Bardzo ważną rzeczą jest świadomość, że dziecko to osobny byt, ze swoimi uwarunkowaniami i ograniczeniami. Dziecka nie da się zaprojektować. Tylko pełna akceptacja danego życia sprawi, że rodzicielstwo da wam pełną satysfakcję. To glina o określonych właściwościach, a do was należy jej ukształtowanie ze świadomością, że nie każda glina nadaje się na porcelanę i nie z każdej można zrobić cegłę.

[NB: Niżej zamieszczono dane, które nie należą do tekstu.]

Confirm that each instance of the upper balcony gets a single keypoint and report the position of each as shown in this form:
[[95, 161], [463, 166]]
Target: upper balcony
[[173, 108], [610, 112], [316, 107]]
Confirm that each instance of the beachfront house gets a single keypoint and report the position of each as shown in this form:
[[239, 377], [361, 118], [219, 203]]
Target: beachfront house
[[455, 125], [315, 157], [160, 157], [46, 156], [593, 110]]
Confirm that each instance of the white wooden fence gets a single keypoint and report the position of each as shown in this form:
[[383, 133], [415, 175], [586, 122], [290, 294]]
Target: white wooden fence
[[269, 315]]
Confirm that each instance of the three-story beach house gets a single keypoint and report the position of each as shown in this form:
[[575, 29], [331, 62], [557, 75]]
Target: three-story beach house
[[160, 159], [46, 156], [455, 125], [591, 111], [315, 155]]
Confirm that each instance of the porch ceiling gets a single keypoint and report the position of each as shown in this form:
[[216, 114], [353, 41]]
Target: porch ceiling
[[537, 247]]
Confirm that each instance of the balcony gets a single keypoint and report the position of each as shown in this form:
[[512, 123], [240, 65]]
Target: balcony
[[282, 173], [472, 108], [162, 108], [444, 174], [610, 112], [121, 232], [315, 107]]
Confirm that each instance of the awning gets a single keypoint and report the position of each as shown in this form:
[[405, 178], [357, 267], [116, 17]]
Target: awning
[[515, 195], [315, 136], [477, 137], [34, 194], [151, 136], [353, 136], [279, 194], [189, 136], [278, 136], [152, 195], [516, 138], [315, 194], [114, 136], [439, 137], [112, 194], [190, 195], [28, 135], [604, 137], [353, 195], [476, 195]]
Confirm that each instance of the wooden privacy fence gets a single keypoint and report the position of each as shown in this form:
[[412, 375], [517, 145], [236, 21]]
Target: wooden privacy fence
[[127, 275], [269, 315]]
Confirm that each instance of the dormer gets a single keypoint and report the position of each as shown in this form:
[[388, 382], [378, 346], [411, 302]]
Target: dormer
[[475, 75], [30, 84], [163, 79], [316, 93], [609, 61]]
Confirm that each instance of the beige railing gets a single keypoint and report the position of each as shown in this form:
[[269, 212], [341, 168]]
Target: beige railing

Bardzo ważne jest, aby dbać o wspólny czas bez dziecka - bo ono przyszło na świat dzięki wam, ale kiedyś od was odejdzie i warto zadbać, aby poza nim mieć wspólne przestrzenie, które scalą wasz związek i sprawią, że po odejściu dziecka za dwadzieścia lat nie pozostanie nieznośna pustka, która zniszczy wasze relacje. I chodzi o rzeczy proste, jak codzienna poranna kawa we dwoje, randki choć raz w miesiącu, dbałość o pożycie seksualne, myślenie o małżonku, nie tylko o dziecku, potrzeba rozwiązywania na bieżąco nieporozumień... Dziecko jest ważne, ale nie najważniejsze. To wasz związek jest najważniejszy! Kochający, szanujący i wspierający się rodzice są fundamentem w życiu małego człowieka, którego nie da się zastąpić.


Autorka jest socjologiem - familiologiem (specjalistą ds. rodziny), trenerem, działaczką na rzecz rodziny, jedną z głównych inicjatorów oraz współzałożycieli Związku Dużych Rodzin „Trzy Plus”, byłym Pełnomocnikiem Ministra Sprawiedliwości ds. Konstytucyjnych Praw Rodziny.